Outre ces œuvres venues des collections des deux musées, le Mac-Lyon a fait appel à vingt-cinq artistes contemporains, la plupart originaires de Rhône-Alpes, pour des créations récentes, dont une partie n’avaient encore jamais été exposées. C’est le cas d’un triptyque de l’artiste Jean Jullien, trois tableaux aux allures de cartes postales imaginaires, liés entre eux par un amalgame de dessins à même le mur... qui n'étaient pas prévus. "J'ai commencé à dessiner ici lorsque je suis venu installer les tableaux, il y a deux semaines, et la fresque s'est étendue dans la salle petit à petit", raconte l'artiste.  

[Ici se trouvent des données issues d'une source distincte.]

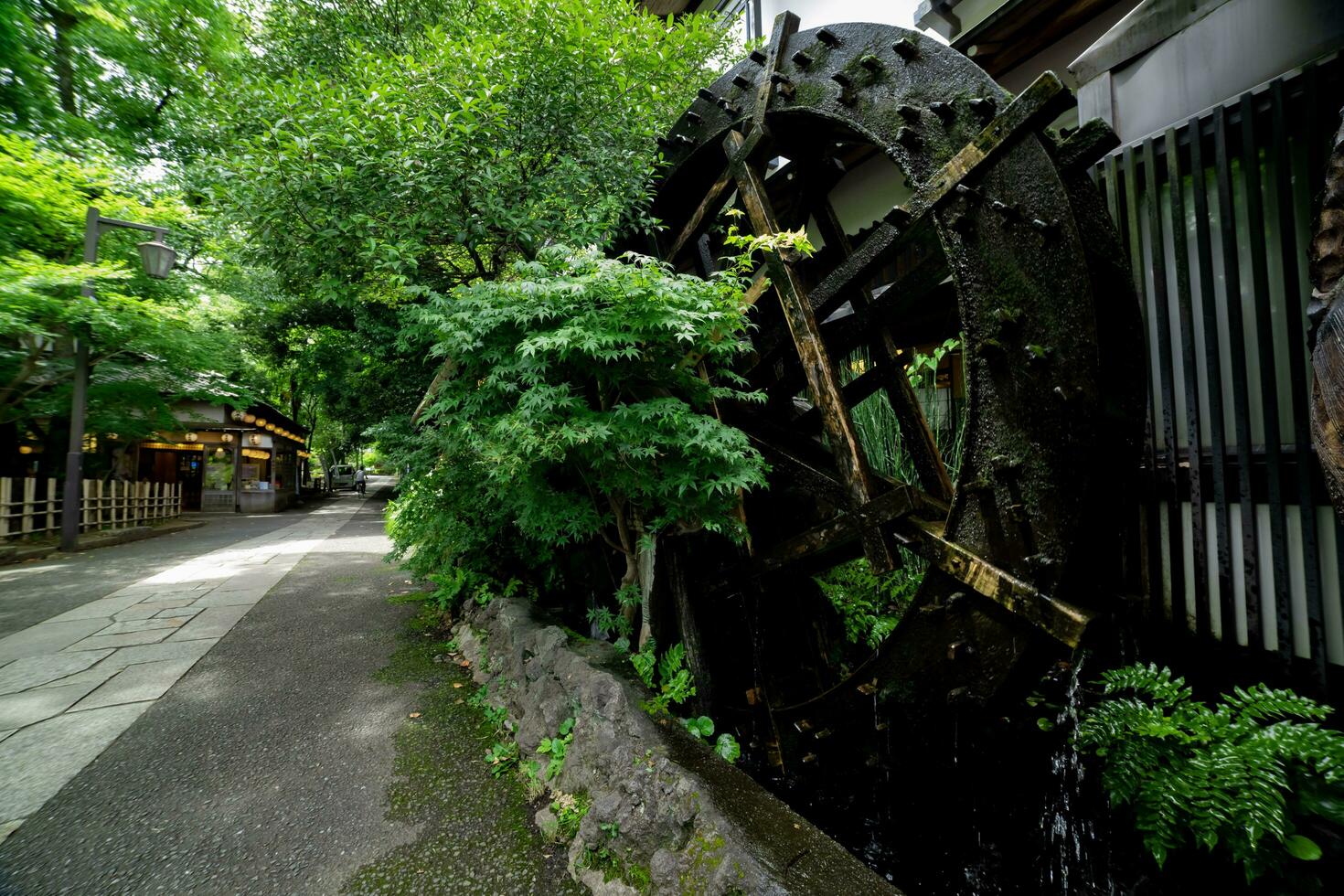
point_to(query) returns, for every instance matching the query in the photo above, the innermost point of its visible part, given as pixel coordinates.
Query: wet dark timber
(1038, 289)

La salle imaginée par l'artiste Jean Jullien dans le parcours de l'exposition
La salle imaginée par l'artiste Jean Jullien dans le parcours de l'exposition © Radio France / JB

Cocon ou prison ? 

C’est (étonnamment) après ces évocations du voyage lointain, des frontières à franchir, des notions d’origine, que l’exposition se resserre petit à petit sur l’expérience du plus petit, voire de l’intime : dans une performance créée cette année, l’artiste Chloé Serre imagine, à partir de neuf promontoires carrés, de quelques bouts de tissu et de deux performeurs, une chorégraphie du quotidien, millimétrée et numérotée, aussi amusante (on rit quand les deux performeurs rejouent les “swipe” de Tinder grandeur nature) qu’angoissante quand on lit l’ennui dans cette représentations de journées presque toutes identiques.  

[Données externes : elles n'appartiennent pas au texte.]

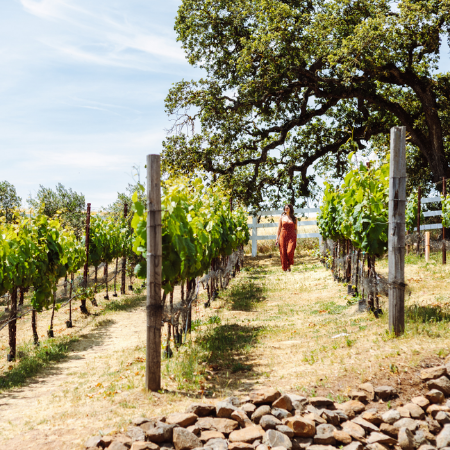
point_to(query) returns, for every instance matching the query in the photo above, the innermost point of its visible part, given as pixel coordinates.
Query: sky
(82, 90)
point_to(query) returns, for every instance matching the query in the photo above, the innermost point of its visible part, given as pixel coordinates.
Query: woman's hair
(291, 212)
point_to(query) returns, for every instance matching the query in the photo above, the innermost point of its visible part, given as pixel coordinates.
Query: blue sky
(82, 91)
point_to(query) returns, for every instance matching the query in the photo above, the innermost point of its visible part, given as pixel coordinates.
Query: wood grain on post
(396, 246)
(154, 267)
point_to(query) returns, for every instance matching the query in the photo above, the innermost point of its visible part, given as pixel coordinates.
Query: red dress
(288, 242)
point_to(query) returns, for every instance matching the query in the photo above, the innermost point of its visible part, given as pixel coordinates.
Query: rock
(372, 416)
(411, 424)
(405, 439)
(380, 438)
(301, 426)
(136, 434)
(248, 434)
(391, 416)
(331, 417)
(261, 411)
(200, 409)
(267, 395)
(269, 422)
(415, 411)
(324, 435)
(432, 373)
(280, 414)
(354, 430)
(182, 420)
(368, 388)
(388, 429)
(435, 396)
(321, 402)
(274, 438)
(240, 446)
(241, 418)
(385, 392)
(207, 435)
(441, 384)
(160, 433)
(142, 445)
(285, 430)
(442, 417)
(354, 446)
(342, 436)
(443, 438)
(185, 440)
(225, 426)
(360, 396)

Extrait de la performance "ENGRAMMS", de l'artiste Chloé Serre
Extrait de la performance "ENGRAMMS", de l'artiste Chloé Serre © Radio France / JB

Lorsqu’on arrive dans la salle intitulée “Quand le déplacement est impossible” - celle qu'au fond, on attendait depuis le début de l'exposition - on a donc fait plus de la moitié du parcours. Mais les photos de Fabienne Ballandras, qui a reconstitué sous la forme de maquette des cellules de prison allemandes après des entretiens avec des prisonniers, ou le paravent de Lise Stoufflet, qui oblige le spectateur à tourner autour pour suivre les traces de pas d'une femme qui semble s'être enfuie de chez elle, valent le détour suffisamment pour justifier la visite.  

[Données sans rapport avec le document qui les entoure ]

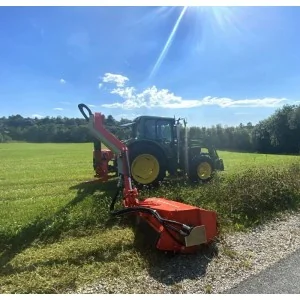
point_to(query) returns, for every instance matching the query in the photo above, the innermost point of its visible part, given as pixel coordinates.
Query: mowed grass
(55, 230)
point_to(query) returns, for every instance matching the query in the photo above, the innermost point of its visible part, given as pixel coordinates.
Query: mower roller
(170, 225)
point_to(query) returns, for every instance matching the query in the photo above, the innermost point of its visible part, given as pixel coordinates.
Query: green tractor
(160, 145)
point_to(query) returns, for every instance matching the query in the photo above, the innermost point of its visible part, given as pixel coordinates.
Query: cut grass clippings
(56, 233)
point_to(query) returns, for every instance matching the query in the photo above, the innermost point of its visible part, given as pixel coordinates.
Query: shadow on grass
(43, 229)
(165, 268)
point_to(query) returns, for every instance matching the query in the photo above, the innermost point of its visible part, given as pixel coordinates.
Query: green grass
(55, 230)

"Faire un tour", de Lise Stoufflet, dans les salles du musée d'art contemporain de Lyon
"Faire un tour", de Lise Stoufflet, dans les salles du musée d'art contemporain de Lyon © Radio France / JB

À l'étage supérieur, le parcours est plus bref mais montre l'une des pièces les plus étonnantes de l'exposition, conçue spécialement pour cet accrochage : un appartement "hyperbolique", où tous les murs, sols, portes, sont déformés. Un lieu impraticable (dans lequel on est pourtant invité à pénétrer) d'une dizaine de mètres de long, et pourtant fascinant, conçu par l'artiste Benjamin Testa et bâti par les équipes du musée. Là encore, le rapport à cet espace en partie fermé, aussi amusant qu'oppressant, fait revenir les souvenirs du temps où chacun devait rester dans un chez soi aussi bien vu comme un cocon que comme une prison.  

"Appartement hyperbolique (Colombine)" de Benjamin Testa, au MAC Lyon
"Appartement hyperbolique (Colombine)" de Benjamin Testa, au MAC Lyon © Radio France / JB

L'exposition est à voir jusqu'au 3 janvier, en même temps qu'une exposition consacrée à l'artiste Edi Dubien, au Musée d'Art Contemporain de Lyon.